Pourquoi 95 % des propriétaires parlent à leur chien comme à un humain
En France, près d’un ménage sur deux partage sa vie avec un animal de compagnie, notamment un chien. Ces animaux sont souvent considérés comme de véritables membres de la famille. Selon une étude d’Ipsos pour Santévet, citée par le magazine Marie France, 95 % des propriétaires pensent que leur animal contribue à leur bien-être mental. Parmi leurs habitudes, une pratique attire particulièrement l’attention des psychologues : parler à son chien comme s’il s’agissait d’une personne, en utilisant de vraies phrases et en lui confiant des choses.
Ce comportement n’est pas un signe de folie douce. Au contraire, selon les psychologues cités par La Razón et Marie France, parler à son chien de cette manière témoigne d’une grande empathie, d’une intelligence émotionnelle développée et d’une pensée créative vive. Ces traits correspondent aux dimensions d’agréabilité et d’ouverture du modèle de personnalité Big Five, souvent observées chez les personnes capables de tisser des liens profonds avec autrui.
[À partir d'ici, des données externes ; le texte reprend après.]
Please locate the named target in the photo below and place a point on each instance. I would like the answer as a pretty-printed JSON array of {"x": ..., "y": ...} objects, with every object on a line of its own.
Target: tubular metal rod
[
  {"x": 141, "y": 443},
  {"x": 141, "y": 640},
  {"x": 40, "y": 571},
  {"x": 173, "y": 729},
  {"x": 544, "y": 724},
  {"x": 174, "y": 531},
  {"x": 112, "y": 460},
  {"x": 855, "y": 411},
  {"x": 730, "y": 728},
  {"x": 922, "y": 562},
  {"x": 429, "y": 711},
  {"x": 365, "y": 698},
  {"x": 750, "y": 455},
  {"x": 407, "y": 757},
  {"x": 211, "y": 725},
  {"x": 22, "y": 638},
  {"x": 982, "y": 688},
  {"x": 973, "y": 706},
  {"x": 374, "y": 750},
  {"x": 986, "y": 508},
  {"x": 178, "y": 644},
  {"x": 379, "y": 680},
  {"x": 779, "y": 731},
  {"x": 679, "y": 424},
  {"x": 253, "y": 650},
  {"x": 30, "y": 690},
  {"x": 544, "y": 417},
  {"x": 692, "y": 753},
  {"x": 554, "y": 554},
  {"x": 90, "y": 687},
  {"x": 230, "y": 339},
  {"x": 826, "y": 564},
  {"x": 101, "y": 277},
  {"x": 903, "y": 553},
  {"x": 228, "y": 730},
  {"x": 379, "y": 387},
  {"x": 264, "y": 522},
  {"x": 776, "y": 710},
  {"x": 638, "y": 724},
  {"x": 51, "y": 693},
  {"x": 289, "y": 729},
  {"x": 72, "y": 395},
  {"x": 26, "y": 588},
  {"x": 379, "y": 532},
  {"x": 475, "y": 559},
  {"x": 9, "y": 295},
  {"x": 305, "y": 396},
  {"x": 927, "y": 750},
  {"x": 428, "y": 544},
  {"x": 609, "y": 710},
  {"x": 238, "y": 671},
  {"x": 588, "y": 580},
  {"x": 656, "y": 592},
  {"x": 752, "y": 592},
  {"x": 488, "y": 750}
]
Comprendre cette tendance permet aussi de mieux accepter ce geste dans la vie quotidienne.
Empathie et intelligence émotionnelle à travers le dialogue avec le chien
Lorsque vous parlez à votre chien avec une voix douce ou familière, vous observez ses réactions : son regard, sa posture, sa queue qui remue, et vous adaptez votre ton en conséquence. Les psychologues parlent d’anthropomorphisme, c’est-à-dire attribuer des états mentaux humains à l’animal. Une étude publiée en 2023 dans la revue Pets, relayée par Psychologies, montre que plus les maîtres humanisent leur chien, plus ils déclarent ressentir une forte empathie envers lui.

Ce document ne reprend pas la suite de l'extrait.